Published July 23, 2013
Talk about the ultimate buzzkill.
A new study has found that resveratrol, a natural antioxidant found in red grapes, may actually undo the benefits of cardiovascular exercise in older men, Medical News Today reported.
Red wine is often considered to be beneficial for the heart due to the presence of resveratrol, and many drug companies have manufactured the antioxidant into supplements, touting its cardiovascular benefits.
Researchers from the University of Copenhagen followed 27 men with an average age of 65 who were in good health.
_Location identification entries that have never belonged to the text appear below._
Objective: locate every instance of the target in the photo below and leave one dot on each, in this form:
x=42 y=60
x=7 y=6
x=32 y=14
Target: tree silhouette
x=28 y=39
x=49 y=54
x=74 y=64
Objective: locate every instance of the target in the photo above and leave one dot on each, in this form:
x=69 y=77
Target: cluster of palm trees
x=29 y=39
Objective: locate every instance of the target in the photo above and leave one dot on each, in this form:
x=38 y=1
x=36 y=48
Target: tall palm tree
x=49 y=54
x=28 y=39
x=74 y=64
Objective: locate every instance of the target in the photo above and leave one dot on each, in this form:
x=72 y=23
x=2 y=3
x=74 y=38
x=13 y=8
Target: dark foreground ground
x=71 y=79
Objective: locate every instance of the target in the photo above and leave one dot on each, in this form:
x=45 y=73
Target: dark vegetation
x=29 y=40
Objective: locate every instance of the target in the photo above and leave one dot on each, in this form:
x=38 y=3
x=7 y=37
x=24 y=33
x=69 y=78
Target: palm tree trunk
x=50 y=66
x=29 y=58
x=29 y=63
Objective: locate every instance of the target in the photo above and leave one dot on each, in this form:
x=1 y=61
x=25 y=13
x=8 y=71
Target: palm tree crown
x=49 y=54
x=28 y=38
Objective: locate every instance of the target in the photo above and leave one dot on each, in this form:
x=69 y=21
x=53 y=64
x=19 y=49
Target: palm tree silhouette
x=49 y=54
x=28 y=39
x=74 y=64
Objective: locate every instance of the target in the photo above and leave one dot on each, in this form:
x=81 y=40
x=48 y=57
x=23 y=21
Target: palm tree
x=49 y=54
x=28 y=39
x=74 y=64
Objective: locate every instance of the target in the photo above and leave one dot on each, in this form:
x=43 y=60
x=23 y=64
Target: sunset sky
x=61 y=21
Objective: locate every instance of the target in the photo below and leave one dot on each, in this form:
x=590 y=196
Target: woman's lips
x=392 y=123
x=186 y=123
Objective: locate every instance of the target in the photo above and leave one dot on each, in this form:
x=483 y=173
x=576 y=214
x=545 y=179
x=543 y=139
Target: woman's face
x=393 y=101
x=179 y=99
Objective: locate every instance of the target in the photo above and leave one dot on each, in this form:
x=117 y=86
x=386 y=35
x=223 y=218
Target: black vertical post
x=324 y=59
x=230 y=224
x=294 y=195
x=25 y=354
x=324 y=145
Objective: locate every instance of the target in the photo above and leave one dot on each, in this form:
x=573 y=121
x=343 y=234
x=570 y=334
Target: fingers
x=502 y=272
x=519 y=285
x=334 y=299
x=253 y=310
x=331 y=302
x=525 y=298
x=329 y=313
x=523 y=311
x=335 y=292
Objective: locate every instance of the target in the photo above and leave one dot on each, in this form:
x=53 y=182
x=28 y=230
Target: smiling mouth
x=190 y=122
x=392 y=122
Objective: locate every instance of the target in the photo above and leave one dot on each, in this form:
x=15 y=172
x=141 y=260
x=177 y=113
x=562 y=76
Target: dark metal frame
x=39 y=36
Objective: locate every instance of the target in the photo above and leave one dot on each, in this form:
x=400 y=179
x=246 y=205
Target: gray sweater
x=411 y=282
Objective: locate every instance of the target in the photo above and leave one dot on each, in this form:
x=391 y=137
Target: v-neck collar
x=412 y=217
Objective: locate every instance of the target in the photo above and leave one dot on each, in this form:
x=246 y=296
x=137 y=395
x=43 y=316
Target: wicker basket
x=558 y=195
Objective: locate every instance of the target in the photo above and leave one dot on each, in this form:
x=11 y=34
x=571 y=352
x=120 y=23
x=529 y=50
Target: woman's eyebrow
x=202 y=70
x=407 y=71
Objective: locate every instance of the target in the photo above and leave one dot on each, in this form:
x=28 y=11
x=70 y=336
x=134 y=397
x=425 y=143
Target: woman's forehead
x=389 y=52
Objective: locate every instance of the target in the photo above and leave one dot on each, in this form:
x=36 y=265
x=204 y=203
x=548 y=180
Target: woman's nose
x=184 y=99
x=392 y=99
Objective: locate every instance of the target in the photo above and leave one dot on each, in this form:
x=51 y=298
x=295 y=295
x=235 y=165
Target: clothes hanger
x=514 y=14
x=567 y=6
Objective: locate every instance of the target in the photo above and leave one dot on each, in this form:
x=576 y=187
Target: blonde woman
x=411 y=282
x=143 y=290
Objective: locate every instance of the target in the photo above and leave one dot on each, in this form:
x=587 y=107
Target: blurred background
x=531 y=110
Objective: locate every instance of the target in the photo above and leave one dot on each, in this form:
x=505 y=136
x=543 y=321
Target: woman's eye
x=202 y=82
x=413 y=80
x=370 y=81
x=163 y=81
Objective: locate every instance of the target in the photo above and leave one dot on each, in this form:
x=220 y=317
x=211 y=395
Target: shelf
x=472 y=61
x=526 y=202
Over an eight-week period, all of the study’s participants performed high-intensity exercises, but half received 250 milligrams of resveratrol each day, while the other half received a placebo.
For the men taking resveratrol supplements, it seemed as though the benefits they received from exercising had been reduced.
"We found that exercise training was highly effective in improving cardiovascular health parameters, but resveratrol supplementation attenuated the positive effects of training on several parameters, including blood pressure, plasma lipid concentrations and maximal oxygen uptake," said Lasse Gliemann, a researcher who worked on the study.
According to Medical News Today, previous animal studies have shown that resveratrol helps to decrease vascular disease and improve cardiovascular health, so the researchers had initially expected the supplement to improve cardiovascular functions in older men. However, the study revealed that the antioxidant may perform differently in humans than in their animal counterparts.
The University of Copenhagen research suggests that too many antioxidants may actually be harmful to health and that "reactive oxygen species, generally thought of as causing aging and disease, may be a necessary signal that causes healthy adaptions in response to stresses like exercise."